The $25 billion investments from the three oil majors are expected to double Pertamina’s total refinery capacity to 1,680 MBOPD from the current capacity of 820 MBOPD. Pertamina estimates that gasoline production will increase by 330% to 630 MBOPD from 190 MBOPD, diesel production by 240% to 770 MBOPD from 320 MBOPD and avtur (aircraft fuel) output of 120 MBOPD from 50 MBOPD, reports the Jakarta Post.
Following the MOUs signing, Pertamina and its partners will work on the projects and conduct feasibility studies, which are expected to be completed within six months. Additional reviews will focus on financing and business structures. Iriawan Yulianto, Pertamina senior VP for refinery business development, said that the target for completion of the projects will be three to four years. The Cilacap, Balongan and Balikpapan refineries are expected to be upgraded earlier than the other two refineries.
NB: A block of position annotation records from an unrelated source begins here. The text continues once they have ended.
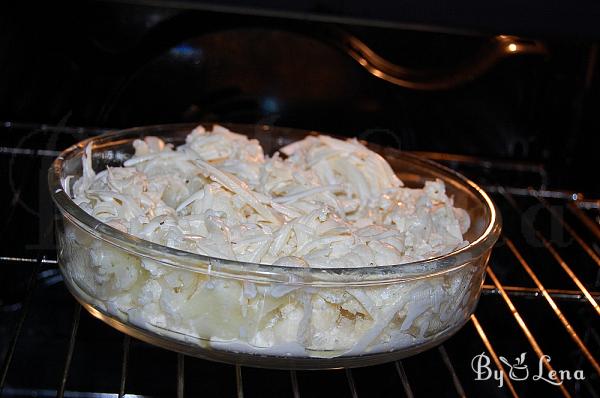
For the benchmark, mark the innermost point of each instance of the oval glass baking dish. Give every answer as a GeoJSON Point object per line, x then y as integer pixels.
{"type": "Point", "coordinates": [215, 308]}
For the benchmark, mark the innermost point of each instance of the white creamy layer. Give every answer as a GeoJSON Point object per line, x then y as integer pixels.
{"type": "Point", "coordinates": [323, 203]}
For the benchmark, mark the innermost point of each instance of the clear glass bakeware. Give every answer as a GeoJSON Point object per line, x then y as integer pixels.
{"type": "Point", "coordinates": [264, 315]}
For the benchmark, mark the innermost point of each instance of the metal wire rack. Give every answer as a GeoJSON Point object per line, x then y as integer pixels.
{"type": "Point", "coordinates": [540, 298]}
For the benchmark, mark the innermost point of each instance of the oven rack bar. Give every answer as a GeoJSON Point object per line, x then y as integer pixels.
{"type": "Point", "coordinates": [575, 202]}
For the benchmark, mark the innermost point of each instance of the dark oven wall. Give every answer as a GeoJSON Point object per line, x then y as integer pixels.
{"type": "Point", "coordinates": [117, 65]}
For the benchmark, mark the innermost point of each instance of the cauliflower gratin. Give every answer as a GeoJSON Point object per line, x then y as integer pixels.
{"type": "Point", "coordinates": [317, 203]}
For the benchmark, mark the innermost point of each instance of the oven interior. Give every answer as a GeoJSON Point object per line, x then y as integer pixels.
{"type": "Point", "coordinates": [522, 125]}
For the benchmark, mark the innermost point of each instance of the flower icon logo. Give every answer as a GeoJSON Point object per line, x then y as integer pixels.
{"type": "Point", "coordinates": [519, 370]}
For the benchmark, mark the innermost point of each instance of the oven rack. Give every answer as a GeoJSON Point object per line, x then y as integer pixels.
{"type": "Point", "coordinates": [540, 297]}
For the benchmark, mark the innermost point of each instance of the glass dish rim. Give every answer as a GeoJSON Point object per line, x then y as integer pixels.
{"type": "Point", "coordinates": [157, 252]}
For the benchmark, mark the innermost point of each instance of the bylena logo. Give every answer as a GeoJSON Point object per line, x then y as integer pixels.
{"type": "Point", "coordinates": [519, 370]}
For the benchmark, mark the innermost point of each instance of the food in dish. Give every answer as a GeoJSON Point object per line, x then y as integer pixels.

Under the upgrading plans, Pertamina aims to increase the refineries’ Nelson Complexity Index (NCI), which measures the conversion capacity of a refinery to its distillation capacity, to between 8 and 9 from the current level of 5. It also aims to increase the refineries’ sulfur handling limit to around 2% from the current 0.4%, meaning that the refineries will be able to process sour crude oil.
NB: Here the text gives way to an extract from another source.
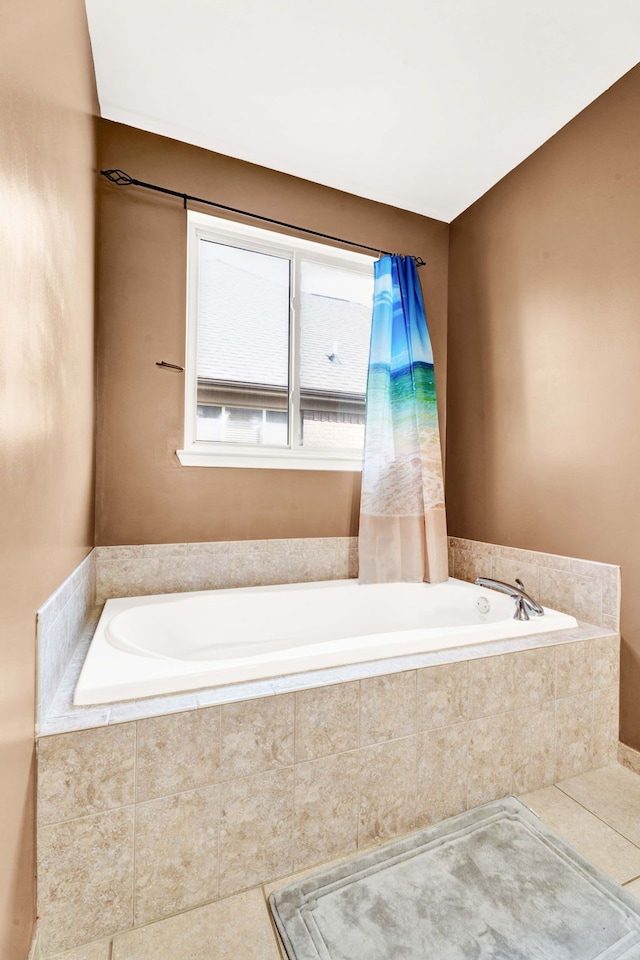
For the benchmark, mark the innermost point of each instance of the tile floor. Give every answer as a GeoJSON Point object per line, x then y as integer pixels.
{"type": "Point", "coordinates": [598, 813]}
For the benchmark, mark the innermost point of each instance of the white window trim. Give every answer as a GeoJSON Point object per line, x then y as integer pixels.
{"type": "Point", "coordinates": [207, 453]}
The upgrade comes as part of Indonesian President Joko Widodo’s initiative to reform energy policy, curb corruption and meet the country’s growing demand.
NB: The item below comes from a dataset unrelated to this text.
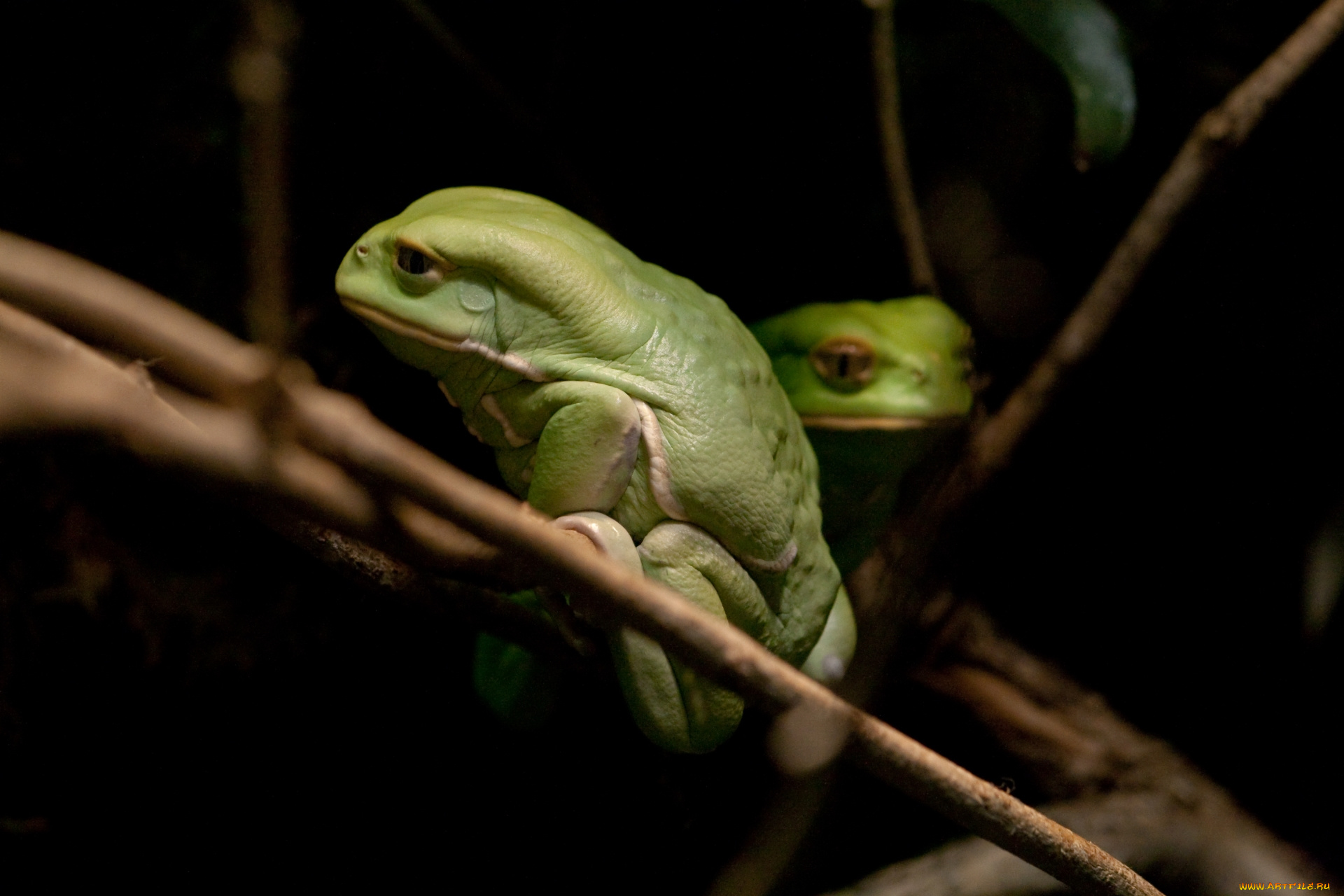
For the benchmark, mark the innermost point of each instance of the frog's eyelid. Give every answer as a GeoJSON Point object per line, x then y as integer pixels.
{"type": "Point", "coordinates": [403, 242]}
The refineries are currently running at below optimum capacity due to age and a limited ability to process complex crude oil, forcing the country to import a huge amount of oil-based fuels and related products. According to the Energy Information Administration, Indonesia consumed more than 1,600 MBOPD in 2013 – 36% of which was imported. Indonesia’s energy minister has said the ageing infrastructure costs the country 10 trillion rupiah ($811 million) a year because global fuel prices are cheaper than fronting the processing costs. Indonesia has struggled to attract investment to its refining sector and its newest facility is 20 years old. Now, Indonesia is offering partnerships in marketing and other areas, as well as offering to provide land in Bontang, East Kalimantan, and other incentives such as a 15-year tax holiday for the construction of the facilities in order to sweeten the deal with potential investors, according to Bloomberg Businessweek.
Michio Ikeda, executive VP of Tokyo-based JX Nippon, said Indonesia was attractive because its demand for oil products is increasing at up to 5% a year. Pertamina has said that it will keep crude supply agreements separate from the refinery investments in order to retain flexibility to find the lowest energy costs.